I tried to log in to my bitwarden. But i am using a 2factor with email.
for some reason the codes i am getting arent valid.
It also takes ages for the email te recieve.
Please help. I need to get in!
It is never a bad idea to start by rebooting your device (s). I have no idea if time, date and time zone are relevant for those codes. It still will do no harm to check all 3 of them and to make sure that they are set correctly. If possible use the same network you used when you set up 2FA.
When you set up this 2FA method you received an eMail with a code which you had to enter to confirm that this actually works (*1). Only after this 2FA for eMail was activated for you.
Meaning: At least at one point this must have worked as intended.
You also were offered to “View (the) Recovery Code”. You were also told its importance and to write it down:
Do you have your Recovery Code ? Use it if your 2FA method continues to not work for you (*2).

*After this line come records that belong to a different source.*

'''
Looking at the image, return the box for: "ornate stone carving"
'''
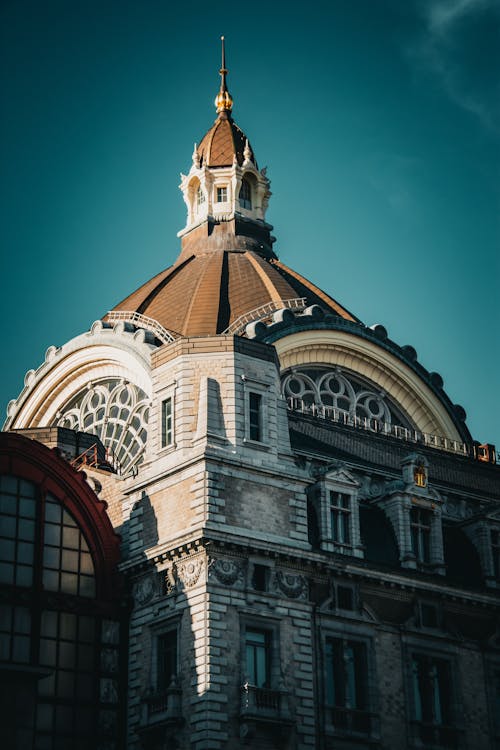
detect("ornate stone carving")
[210,558,244,586]
[175,557,205,589]
[132,575,156,607]
[275,570,307,599]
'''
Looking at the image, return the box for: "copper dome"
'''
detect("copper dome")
[107,238,358,336]
[197,111,257,167]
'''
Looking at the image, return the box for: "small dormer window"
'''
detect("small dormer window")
[240,179,252,210]
[330,491,351,544]
[217,185,227,203]
[410,508,432,564]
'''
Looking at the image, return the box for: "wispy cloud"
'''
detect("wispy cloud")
[410,0,500,133]
[364,152,422,220]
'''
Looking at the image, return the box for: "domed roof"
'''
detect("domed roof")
[111,249,359,336]
[197,110,257,167]
[105,40,360,336]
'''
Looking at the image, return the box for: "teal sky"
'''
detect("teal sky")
[0,0,500,446]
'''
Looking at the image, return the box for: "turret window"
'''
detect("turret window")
[240,179,252,209]
[330,492,351,544]
[217,185,227,203]
[410,508,431,563]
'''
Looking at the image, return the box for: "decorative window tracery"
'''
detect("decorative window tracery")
[282,367,410,427]
[56,379,150,473]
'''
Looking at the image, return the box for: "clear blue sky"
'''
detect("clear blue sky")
[0,0,500,446]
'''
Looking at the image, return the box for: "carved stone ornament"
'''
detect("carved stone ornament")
[276,570,307,599]
[132,575,155,606]
[175,557,205,589]
[210,559,243,586]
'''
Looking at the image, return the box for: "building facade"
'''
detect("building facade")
[0,45,500,750]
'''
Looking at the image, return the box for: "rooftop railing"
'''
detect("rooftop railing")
[223,297,306,335]
[107,310,176,344]
[287,397,471,456]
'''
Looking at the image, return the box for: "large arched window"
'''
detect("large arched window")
[0,433,126,750]
[57,379,150,474]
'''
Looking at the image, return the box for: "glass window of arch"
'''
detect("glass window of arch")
[216,185,227,203]
[240,178,252,209]
[0,474,122,750]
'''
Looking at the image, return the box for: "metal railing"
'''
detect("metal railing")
[222,297,306,335]
[70,443,123,475]
[107,310,176,344]
[287,397,471,456]
[241,682,288,718]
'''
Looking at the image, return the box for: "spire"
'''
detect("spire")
[215,36,233,116]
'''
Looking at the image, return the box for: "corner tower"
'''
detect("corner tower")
[178,37,274,257]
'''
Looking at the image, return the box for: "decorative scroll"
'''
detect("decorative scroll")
[276,570,307,599]
[210,558,244,586]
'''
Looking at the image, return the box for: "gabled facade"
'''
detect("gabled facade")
[2,44,500,750]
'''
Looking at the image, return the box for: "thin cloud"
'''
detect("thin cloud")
[410,0,500,133]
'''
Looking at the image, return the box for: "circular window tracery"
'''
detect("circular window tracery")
[281,367,411,427]
[56,379,150,473]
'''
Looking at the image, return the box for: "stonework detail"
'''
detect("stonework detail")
[282,367,409,427]
[275,570,307,599]
[209,558,244,586]
[175,557,205,589]
[132,575,157,607]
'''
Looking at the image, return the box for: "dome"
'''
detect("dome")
[104,47,360,340]
[110,245,358,336]
[197,111,257,167]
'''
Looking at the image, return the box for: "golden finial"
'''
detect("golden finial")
[215,36,233,114]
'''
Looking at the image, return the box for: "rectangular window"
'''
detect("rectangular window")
[412,654,456,747]
[248,392,262,442]
[410,508,431,563]
[245,628,271,688]
[217,186,227,203]
[490,529,500,581]
[161,396,174,448]
[156,628,177,691]
[325,638,371,734]
[330,492,351,544]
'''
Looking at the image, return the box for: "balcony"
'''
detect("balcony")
[138,678,183,748]
[240,682,291,722]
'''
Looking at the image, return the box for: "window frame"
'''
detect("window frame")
[240,615,281,691]
[404,637,463,749]
[238,177,253,211]
[409,504,433,566]
[214,183,229,205]
[321,624,379,739]
[241,375,269,450]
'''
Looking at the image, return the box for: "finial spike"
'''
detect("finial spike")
[215,36,233,114]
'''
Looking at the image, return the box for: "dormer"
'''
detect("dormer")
[179,38,271,236]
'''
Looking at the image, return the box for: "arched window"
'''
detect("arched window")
[0,433,127,750]
[240,177,252,209]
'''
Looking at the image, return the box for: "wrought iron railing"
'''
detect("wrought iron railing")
[223,297,306,335]
[107,310,176,344]
[287,397,471,456]
[241,682,289,718]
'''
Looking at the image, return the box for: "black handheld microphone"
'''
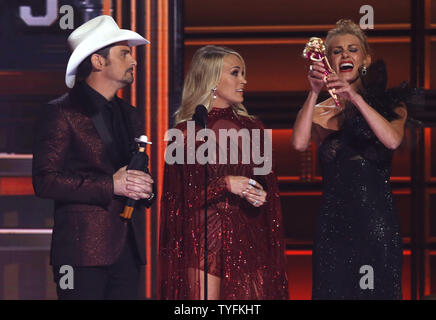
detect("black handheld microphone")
[121,136,153,219]
[192,104,207,128]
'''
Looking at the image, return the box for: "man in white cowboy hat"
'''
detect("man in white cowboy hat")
[33,16,154,299]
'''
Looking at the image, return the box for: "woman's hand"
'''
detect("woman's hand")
[326,73,358,102]
[226,176,267,207]
[307,61,327,94]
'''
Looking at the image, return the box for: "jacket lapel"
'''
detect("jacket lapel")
[72,86,120,169]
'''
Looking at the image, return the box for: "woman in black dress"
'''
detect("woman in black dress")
[291,20,407,299]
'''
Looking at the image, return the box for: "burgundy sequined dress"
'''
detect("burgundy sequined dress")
[159,108,288,299]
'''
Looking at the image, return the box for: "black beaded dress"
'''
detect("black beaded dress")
[312,62,408,299]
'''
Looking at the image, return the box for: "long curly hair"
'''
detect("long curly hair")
[174,45,254,124]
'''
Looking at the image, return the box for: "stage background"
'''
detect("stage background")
[0,0,436,299]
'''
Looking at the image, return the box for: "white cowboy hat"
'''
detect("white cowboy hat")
[65,16,150,88]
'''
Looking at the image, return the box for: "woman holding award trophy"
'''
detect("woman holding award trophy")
[291,19,407,299]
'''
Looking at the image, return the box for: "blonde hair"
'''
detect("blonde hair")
[325,19,370,57]
[174,45,253,124]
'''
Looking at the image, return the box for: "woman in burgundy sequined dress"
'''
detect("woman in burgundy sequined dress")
[159,46,288,299]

For the future: Get at least a 2nd form of 2FA which is completely different. This way you always have a backup for 2FA if one method fails you. I personally have activated all methods with the exception of eMail (as I consider this not a safe method) and still create a weekly backup (*3) of my passwords.
If your data is important to you treat it accordingly.

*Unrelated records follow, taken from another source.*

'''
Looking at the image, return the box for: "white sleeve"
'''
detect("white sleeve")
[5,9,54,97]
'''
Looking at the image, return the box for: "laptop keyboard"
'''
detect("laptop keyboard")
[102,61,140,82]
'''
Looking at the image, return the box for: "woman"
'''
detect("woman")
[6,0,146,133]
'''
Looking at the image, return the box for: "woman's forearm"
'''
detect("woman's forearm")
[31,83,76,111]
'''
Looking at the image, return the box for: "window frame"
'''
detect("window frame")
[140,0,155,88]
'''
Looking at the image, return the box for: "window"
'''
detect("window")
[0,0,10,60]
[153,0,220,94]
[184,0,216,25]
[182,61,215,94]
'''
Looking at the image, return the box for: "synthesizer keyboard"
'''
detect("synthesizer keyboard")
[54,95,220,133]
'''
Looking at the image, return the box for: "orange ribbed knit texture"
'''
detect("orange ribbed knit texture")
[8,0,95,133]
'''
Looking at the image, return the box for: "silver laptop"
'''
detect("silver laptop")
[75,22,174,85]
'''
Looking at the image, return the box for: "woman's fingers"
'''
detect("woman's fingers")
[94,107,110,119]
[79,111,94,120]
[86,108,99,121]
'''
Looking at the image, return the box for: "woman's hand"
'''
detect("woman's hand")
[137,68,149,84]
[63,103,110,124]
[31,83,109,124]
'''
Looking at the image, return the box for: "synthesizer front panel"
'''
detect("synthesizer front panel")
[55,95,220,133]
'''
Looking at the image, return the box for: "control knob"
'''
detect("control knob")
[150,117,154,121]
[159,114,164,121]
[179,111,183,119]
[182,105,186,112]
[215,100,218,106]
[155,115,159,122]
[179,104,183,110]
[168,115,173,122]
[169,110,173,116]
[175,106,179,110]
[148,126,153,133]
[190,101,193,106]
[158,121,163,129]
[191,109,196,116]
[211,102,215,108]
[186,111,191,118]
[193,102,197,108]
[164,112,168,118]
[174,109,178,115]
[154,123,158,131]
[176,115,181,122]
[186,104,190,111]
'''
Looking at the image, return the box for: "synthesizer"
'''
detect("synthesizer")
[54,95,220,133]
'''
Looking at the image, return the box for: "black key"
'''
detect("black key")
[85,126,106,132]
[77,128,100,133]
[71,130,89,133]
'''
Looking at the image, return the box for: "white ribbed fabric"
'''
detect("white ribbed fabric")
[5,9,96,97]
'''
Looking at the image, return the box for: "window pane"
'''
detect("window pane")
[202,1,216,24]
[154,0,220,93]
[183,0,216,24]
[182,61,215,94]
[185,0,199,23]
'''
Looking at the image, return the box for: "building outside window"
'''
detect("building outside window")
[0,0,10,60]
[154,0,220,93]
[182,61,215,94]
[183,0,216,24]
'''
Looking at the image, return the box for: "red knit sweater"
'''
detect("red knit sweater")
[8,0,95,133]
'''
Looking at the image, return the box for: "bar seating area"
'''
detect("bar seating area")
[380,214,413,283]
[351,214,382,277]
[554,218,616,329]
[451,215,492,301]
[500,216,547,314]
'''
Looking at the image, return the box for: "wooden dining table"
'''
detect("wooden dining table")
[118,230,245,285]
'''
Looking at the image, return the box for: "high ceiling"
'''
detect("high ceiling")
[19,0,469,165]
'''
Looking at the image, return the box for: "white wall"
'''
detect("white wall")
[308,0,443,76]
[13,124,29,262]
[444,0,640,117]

(*1) Two-step Login via Email | Bitwarden
(*2) Recovery Codes | Bitwarden
(*3) Export Vault Data | Bitwarden
1 Like
I was able to get in again. And right away i saved the recovery code… and used a authentication app. So things cant get wrong now.
Thanks for the replay
1 Like
Things can always go wrong, but now it is much more unlikely to happen.
TOTP works fine but its slower and you have to hit more “buttons” to login when compared to U2F. I leave a Yubi inserted on my home machine and logging in is virtually instant when using it. I don’t save the BW password so I don’t feel leaving the Yubi in my machine in my home office is any significant risk.
TOTP is my backup method and that is on another device. When using that form of 2FA I require two devices. Works for me anyway!
Upon restarting the computer, the 2FA only works with the vault set at LOG OUT, a setting of LOCK doesn’t ask for the 2FA
Closing Chrome …the vault stays OPEN with the settings at LOCK & LOG OUT
I don’t think it’s supposed to work like that.??
Hi @lordguido and welcome to the community,
This would be the expected behavior, as 2FA is only used for authentication and after Login you have already authenticated yourself and so you have a local copy of your encrypted vault on your device.
For Unlock you can simply decrypt the vault locally with your master password, or use other options such as unlock with PIN or biometrics.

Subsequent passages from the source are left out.